素敵映画に出会えた時の感動をそのまま書き綴る、映画感想ブログ.

映画「ターミネーター4」観た

 | SF  Comment(6) 

ターミネーター4
原題:TERMINATOR SALVATION
製作:アメリカ’09
監督:マックG
ジャンル:SF/アクション/サスペンス

【あらすじ】2018年。“審判の日”を生き延びた人間たちは抵抗軍を組織し、スカイネット率いる機械軍との死闘に身を投じていた。その一員ジョン・コナーは、将来の父カイル・リースを保護するため捜索を続ける。だが、彼がスカイネットにさらわれたと、謎の男マーカス・ライトに聞かされ…。

思ったよりぜんぜん良かったです。
主人公が誰かわからないけど、群像劇戦争アクションもいいんじゃないだろうか。今まで話で聞くだけだった荒廃した未来の世界も観られたし、みんなが活躍してて良かったと思います。
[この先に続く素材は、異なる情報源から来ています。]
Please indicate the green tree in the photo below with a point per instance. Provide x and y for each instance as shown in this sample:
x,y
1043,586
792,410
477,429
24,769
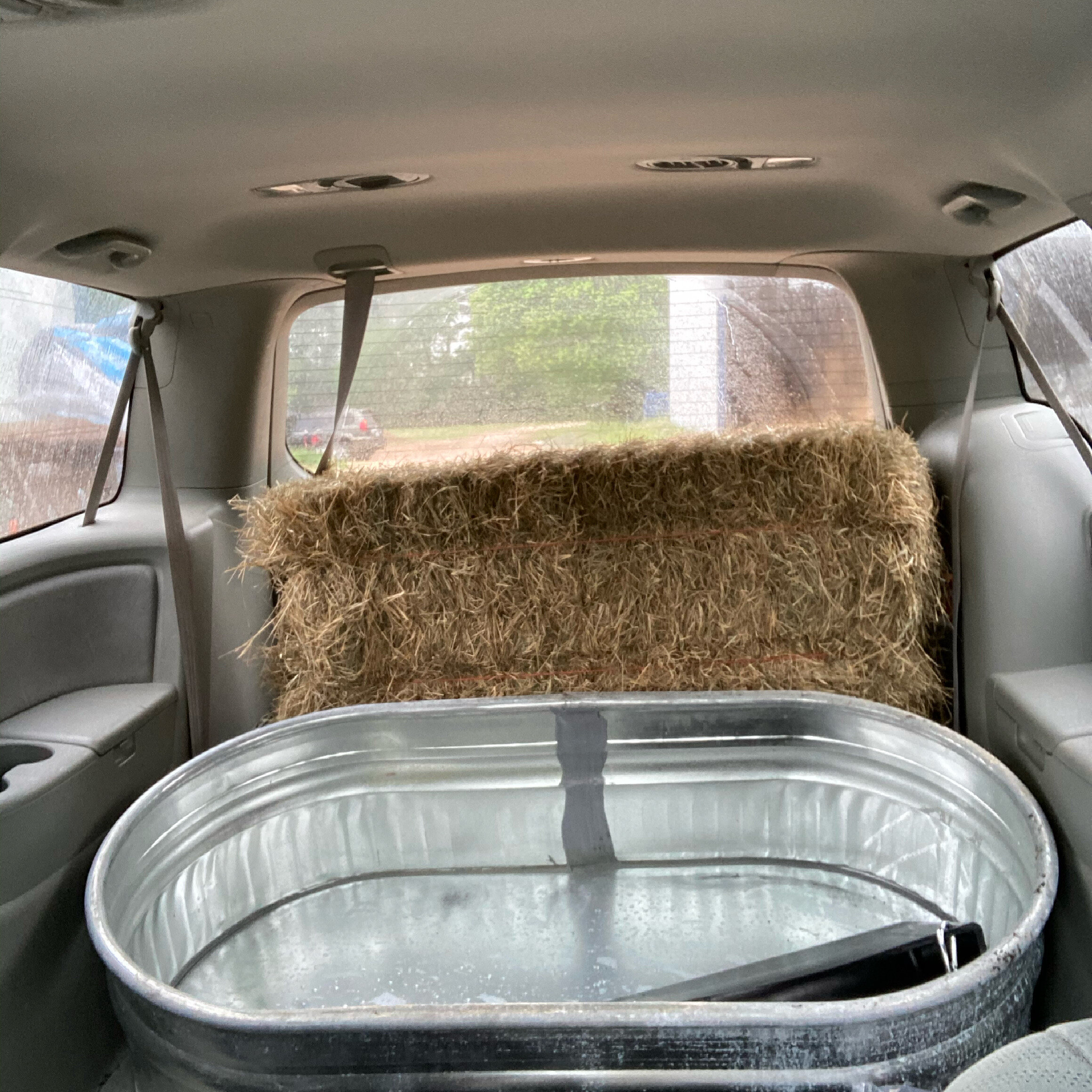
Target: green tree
x,y
570,348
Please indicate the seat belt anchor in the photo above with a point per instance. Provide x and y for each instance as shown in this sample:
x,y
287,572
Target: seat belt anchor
x,y
148,317
987,282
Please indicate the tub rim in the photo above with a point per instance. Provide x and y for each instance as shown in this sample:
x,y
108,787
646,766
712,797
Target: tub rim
x,y
581,1015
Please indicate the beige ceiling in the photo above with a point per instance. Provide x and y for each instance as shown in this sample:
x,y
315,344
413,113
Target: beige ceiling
x,y
530,117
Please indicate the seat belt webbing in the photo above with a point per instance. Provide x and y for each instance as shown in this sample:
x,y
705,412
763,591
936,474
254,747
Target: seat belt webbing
x,y
963,451
178,553
360,286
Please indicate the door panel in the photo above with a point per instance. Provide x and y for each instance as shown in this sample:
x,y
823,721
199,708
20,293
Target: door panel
x,y
89,628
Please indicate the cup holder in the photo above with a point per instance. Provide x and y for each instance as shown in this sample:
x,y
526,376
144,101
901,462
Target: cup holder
x,y
12,755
可愛らしいスターちゃんにもきちんと見せ場があるのが嬉しい!
確かに、執拗に追ってくる強敵がいないのは寂しいし、スカイネットのやり方は詰めが甘い気がするけど、そこらじゅうにいるロボットの脅威は、迫力のCGも相まってなかなかのもの。CGシュワちゃんもリアルで驚きました。普段、古い映画ばかり観てるから、なおさらです。
個人的に、一番の胸キュンポイントは、バイクロボット捕獲シーン(バイク・アクションも良かったよね)。あんな古典的な罠にかかって、捕まって、改造されて、利用されちゃうなんて…あのくだりに妙にドキドキしてしまいました(わたしだけ?)
わたしにも一台捕まえて下さい!!
AIもった乗り物と、コンビを組むのが夢なんです(笑)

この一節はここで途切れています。